Et puis pourtant, elle continue la garce, elle ne s'arrête pas même si c'est votre grand père, à qui vous n'avez jamais parlé alors que vous auriez tant du - vous étiez jeune il est vrai. Même si c'est un de vos amis d'enfance qui a fait la bêtise de monter dans cette voiture sans conduire alors que c'était le seul à n'avoir pas bu, même si c'est un gamin de quelques semaines qui a testé la mort subite du nourisson, même si c'est un spécialiste de descente de bouteille de whisky capable de vous expliquer n'importe quel extrait de la bible à la volée, sans filet.
Généralement, l'annonce en elle même me laisse assez froid. quelques jours, quelques semaines.
Et puis un jour je me rend compte que je ne le reverrais plus ce gars et sa bouteille de whisky, ou mon grand père dont je ne connais même pas le lieu de naissance, quelquepart entre Saint Pétersbourg et Paris, ou ce môme de quelques mois qui n'a pas eu le temps de quoi que ce soit. Et là, je me sens coupable de ne pas avoir pleuré quand j'aurais su pleurer quand il aurait fallu, qu'est-ce que ça veut dire maintenant, quel sens ça peut avoir ? Pourtant c'est le seul moment où j'aurais envie de pleurer.

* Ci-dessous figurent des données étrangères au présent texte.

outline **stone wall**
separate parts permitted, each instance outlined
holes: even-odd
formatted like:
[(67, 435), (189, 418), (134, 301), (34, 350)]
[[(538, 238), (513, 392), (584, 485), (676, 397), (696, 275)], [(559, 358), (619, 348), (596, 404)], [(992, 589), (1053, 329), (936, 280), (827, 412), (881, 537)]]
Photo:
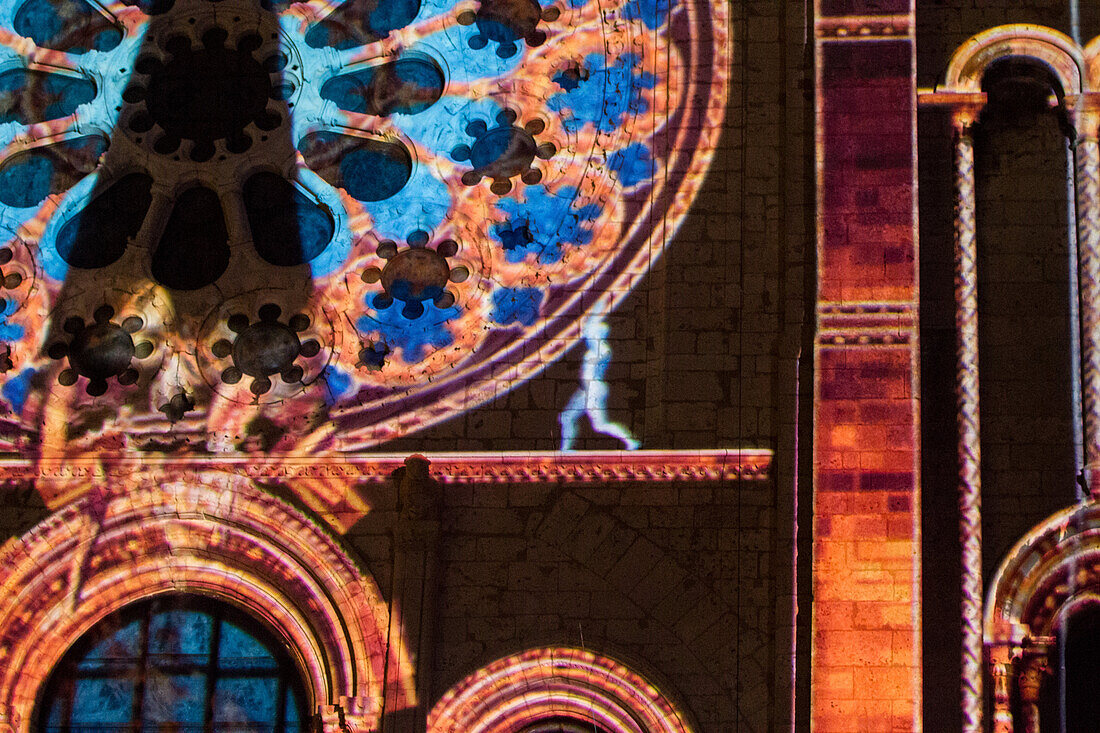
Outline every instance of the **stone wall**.
[[(813, 252), (804, 9), (731, 5), (729, 104), (705, 182), (683, 225), (668, 232), (660, 261), (608, 319), (609, 415), (643, 447), (766, 447), (790, 422), (792, 404), (780, 399), (794, 394)], [(579, 386), (583, 350), (573, 347), (531, 382), (385, 449), (557, 448), (558, 415)], [(622, 446), (582, 423), (577, 448)]]
[[(789, 562), (774, 485), (611, 483), (441, 489), (425, 709), (510, 654), (572, 646), (649, 677), (699, 733), (772, 731), (790, 709)], [(384, 592), (396, 492), (349, 533)], [(783, 604), (786, 603), (786, 607)], [(784, 642), (783, 639), (786, 639)], [(785, 678), (787, 686), (773, 680)]]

Les autres ont repris le cours normal des choses, et moi je m'arrête, je me rend compte, avec un temps de retard un temps trop tard par rapport à une certaine normalité. A qui en parler maintenant, la famille est déjà passé au nouveau né de l'oncle, bien vivant celui là, la bouteille de whisky termine de vieillir dans le bar du salon et elle y restera le temps qu'il lui faudra avant que la finisse moi même et le pote ne reviendra pas
Je ne sais pas où est né mon grand père.